Hradecky und sein Expertenteam möchten nun eine Sachverhaltsdarstellung bei mehreren internationalen Stellen einbringen. Die Gruppe und mehrere Angehörige fordern neue Ermittlungen zur Klärung der Absturzursache.
Elmar Giemulla, Professor für Luftfahrtrecht an der TU Berlin, meint jedenfalls dazu: "Ein Teil der Wahrheit ist verborgen worden."
Bei der Germanwings-Mutter Lufthansa sieht man das anders: "Wir haben keinerlei Zweifel am Ergebnis der Untersuchung des Bureaus d'enquêtes et d'analyses pour la sécurité de l'aviation civile (BEA). Schon aus Respekt vor den Hinterbliebenen möchten wir diese alternative Theorien – ,neue Erkenntnisse' können wir nicht erkennen - nicht kommentieren."
Airbus und die französischen Ermittler wollten auf Anfragen von KURIER bzw.

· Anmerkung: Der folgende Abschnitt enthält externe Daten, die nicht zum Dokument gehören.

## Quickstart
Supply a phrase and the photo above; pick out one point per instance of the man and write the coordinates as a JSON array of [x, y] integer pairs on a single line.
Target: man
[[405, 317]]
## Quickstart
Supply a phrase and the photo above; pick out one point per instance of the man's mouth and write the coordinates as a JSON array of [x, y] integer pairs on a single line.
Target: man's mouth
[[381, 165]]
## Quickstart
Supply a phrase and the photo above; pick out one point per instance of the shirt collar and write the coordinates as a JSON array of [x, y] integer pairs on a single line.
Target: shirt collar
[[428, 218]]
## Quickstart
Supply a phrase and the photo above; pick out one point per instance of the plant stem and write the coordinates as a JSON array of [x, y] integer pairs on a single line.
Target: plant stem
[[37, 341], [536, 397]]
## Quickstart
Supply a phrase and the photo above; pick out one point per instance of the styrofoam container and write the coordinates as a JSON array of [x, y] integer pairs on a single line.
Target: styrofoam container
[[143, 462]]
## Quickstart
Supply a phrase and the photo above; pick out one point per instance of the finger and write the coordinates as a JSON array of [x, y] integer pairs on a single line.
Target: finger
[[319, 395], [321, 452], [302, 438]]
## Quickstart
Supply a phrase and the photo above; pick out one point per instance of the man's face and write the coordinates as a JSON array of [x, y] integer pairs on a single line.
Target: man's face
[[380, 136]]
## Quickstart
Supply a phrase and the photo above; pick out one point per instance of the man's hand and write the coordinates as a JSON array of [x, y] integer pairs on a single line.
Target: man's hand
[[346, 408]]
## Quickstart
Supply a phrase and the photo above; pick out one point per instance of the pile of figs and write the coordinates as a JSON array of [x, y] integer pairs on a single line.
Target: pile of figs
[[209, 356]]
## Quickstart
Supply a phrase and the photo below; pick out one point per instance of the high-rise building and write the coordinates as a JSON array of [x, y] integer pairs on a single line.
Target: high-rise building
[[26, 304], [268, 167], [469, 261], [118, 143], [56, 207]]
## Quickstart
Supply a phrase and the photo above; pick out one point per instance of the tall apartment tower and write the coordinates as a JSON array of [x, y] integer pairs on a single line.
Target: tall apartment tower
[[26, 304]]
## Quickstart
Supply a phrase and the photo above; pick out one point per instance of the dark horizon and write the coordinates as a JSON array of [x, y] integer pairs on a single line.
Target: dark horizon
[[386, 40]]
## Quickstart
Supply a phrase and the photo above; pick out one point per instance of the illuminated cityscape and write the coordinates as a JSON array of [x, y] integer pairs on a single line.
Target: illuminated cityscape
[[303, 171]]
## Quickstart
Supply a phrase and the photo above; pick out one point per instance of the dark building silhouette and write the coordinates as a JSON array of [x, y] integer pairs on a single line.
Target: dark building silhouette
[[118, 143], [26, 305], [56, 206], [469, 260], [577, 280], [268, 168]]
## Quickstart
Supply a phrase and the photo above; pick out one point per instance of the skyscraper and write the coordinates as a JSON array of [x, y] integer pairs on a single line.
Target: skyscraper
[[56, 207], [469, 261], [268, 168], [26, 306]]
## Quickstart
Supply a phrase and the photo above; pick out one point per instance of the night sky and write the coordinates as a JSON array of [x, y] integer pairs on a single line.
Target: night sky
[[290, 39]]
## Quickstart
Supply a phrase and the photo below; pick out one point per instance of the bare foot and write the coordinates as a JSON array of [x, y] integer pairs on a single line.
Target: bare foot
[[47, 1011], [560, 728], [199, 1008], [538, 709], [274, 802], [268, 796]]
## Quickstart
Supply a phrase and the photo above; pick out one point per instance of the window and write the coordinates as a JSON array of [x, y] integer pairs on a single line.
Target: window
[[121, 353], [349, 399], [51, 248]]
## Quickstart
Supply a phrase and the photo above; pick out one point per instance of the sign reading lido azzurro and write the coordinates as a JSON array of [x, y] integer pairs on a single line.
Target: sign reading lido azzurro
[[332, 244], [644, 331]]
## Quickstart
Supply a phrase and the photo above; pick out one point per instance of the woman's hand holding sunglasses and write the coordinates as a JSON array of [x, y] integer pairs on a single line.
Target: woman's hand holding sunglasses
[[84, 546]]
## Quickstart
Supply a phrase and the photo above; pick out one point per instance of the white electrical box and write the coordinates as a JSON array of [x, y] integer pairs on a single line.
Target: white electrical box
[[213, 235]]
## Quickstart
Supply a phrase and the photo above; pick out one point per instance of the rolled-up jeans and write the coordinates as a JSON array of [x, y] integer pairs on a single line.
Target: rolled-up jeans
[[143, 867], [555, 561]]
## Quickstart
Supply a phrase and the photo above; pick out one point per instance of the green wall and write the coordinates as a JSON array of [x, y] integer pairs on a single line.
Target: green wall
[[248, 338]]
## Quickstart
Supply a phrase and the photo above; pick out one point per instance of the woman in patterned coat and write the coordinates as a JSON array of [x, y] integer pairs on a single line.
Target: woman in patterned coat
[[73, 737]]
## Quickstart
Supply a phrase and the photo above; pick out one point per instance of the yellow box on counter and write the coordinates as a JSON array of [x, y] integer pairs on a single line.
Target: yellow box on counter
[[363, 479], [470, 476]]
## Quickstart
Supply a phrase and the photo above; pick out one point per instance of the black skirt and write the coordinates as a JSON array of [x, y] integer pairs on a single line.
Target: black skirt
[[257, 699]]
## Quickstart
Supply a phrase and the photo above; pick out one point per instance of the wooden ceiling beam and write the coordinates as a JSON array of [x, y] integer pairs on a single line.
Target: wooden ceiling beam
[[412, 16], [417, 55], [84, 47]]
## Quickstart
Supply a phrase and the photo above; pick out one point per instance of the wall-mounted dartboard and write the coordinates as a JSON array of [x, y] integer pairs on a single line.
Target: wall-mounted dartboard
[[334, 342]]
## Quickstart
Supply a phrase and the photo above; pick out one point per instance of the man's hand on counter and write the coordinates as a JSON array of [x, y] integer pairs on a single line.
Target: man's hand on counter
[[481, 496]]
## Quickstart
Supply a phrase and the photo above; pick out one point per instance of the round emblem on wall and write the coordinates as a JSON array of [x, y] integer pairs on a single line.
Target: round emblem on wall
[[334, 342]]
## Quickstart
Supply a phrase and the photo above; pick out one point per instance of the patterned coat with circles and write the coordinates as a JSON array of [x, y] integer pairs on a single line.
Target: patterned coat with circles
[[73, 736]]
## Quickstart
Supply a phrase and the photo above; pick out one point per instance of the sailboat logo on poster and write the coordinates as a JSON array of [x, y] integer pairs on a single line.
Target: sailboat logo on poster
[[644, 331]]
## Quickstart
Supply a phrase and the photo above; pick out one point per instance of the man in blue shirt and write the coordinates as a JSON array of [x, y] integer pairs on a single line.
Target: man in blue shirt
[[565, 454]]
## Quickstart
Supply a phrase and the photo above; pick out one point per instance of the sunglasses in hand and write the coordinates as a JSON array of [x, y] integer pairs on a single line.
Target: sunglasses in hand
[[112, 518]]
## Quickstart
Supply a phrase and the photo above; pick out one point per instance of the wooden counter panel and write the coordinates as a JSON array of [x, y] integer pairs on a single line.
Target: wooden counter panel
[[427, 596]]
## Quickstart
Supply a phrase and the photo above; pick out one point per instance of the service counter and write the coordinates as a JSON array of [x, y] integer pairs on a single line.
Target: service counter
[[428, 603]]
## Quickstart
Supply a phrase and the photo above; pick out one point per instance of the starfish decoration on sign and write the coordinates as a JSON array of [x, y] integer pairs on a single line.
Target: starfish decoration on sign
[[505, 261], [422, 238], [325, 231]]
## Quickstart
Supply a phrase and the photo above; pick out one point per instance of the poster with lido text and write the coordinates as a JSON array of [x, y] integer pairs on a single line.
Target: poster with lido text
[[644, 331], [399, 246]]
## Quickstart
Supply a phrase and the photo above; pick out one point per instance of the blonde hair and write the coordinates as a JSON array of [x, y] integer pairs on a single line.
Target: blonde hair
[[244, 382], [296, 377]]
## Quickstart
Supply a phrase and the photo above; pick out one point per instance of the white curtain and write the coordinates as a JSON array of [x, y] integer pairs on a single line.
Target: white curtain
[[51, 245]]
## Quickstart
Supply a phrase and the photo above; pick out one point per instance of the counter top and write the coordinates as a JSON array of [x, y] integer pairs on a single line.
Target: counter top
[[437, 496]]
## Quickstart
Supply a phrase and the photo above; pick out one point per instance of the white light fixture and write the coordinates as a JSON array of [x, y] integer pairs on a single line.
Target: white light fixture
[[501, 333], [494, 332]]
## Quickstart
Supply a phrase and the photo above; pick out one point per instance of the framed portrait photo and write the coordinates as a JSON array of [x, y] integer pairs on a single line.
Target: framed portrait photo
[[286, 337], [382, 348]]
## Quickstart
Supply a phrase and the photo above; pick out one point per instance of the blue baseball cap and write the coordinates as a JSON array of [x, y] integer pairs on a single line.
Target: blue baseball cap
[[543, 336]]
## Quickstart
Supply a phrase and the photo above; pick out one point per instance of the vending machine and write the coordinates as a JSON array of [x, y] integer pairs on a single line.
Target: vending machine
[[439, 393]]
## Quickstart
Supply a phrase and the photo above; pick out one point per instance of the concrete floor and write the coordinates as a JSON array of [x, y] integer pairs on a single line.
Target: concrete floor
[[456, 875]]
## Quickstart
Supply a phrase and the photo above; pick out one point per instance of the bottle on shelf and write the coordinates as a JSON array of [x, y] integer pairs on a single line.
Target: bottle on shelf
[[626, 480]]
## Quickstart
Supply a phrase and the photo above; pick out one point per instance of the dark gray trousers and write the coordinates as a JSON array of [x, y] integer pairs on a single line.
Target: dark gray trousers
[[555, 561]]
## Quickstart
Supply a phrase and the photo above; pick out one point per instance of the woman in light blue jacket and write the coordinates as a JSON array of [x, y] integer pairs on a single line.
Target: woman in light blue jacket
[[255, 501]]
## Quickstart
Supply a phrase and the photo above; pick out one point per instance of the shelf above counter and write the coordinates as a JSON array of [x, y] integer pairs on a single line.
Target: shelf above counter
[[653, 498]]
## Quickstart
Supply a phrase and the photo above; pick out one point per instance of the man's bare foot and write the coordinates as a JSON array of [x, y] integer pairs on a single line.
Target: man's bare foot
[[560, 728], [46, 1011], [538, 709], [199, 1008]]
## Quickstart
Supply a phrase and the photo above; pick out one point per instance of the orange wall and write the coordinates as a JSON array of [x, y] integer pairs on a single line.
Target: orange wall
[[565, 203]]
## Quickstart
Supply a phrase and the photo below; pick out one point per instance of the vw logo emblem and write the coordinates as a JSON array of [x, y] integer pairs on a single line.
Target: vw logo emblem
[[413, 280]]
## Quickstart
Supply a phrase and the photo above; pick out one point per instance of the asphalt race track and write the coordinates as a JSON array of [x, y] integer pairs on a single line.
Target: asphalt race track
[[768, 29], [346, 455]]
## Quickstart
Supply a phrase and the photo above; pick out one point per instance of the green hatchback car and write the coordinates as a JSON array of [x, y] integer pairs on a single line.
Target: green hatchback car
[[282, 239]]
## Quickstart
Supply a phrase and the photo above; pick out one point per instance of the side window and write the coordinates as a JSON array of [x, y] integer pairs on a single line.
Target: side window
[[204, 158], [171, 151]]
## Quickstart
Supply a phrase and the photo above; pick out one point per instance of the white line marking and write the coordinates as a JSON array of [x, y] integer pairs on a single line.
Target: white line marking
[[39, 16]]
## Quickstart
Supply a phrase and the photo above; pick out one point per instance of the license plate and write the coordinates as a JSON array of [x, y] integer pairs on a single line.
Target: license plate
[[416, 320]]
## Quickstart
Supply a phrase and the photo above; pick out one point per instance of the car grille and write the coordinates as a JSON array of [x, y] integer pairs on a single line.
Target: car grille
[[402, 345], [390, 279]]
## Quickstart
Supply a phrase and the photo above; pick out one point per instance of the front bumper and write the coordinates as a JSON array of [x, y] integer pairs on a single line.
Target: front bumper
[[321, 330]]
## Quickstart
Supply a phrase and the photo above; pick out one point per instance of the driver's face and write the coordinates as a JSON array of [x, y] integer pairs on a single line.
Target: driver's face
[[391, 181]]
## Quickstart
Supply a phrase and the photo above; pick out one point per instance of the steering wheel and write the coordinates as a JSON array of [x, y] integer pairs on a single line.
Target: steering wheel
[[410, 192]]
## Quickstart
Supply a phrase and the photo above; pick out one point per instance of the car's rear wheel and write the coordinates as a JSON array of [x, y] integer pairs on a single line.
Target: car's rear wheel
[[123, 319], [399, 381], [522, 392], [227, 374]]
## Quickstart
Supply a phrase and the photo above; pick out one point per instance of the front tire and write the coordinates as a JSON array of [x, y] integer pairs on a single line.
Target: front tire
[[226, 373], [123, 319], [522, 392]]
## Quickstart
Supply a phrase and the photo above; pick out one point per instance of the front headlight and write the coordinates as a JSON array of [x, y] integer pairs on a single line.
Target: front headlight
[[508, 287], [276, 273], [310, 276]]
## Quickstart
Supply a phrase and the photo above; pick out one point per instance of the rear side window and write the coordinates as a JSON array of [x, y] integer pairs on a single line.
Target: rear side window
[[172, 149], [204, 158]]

Sky keine Stellungnahme abgeben.
Im Internet gibt es zahlreiche Luftfahrtportale im deutschsprachigen Raum, doch nicht alle arbeiten nach journalistischen Grundsätzen. Neben dem Aero-Telegraph oder Aviation-Direct ist vor allem der (englischsprachige) Aviation Herald aus Salzburg eine seriöse Informationsquelle für die Branche. Dort erscheint nur, was von einer offiziellen oder zwei inoffiziellen Stellen bestätigt wird.
Gegründet wurde der "avHerald" vom Softwareentwickler Simon Hradecky im Jahr 2008. Monatlich hat die Webseite mehrere Millionen Besucher, sie gilt als eine der wichtigsten Seiten weltweit, oft geben Piloten und Angestellte von Airlines in den Kommentaren interessante Einblicke in die Luftfahrt. Behandelt werden ausschließlich Vorfälle und Unfälle im Flugverkehr. Aktuell sind rund 30.000 Artikel online.
In der Causa Germanwings unterstützen Hradecky, über dessen Expertisen sogar schon von CNN berichtet wurde, deshalb zahlreiche anerkannte Experten, wobei alle aus Furcht vor Konsequenzen im Berufsleben anonym bleiben wollen beziehungsweise sogar müssen.
Dem KURIER sind Teile des Teams bekannt. Betont wird, dass alle Fachleute ohne Bezahlung mitgearbeitet haben.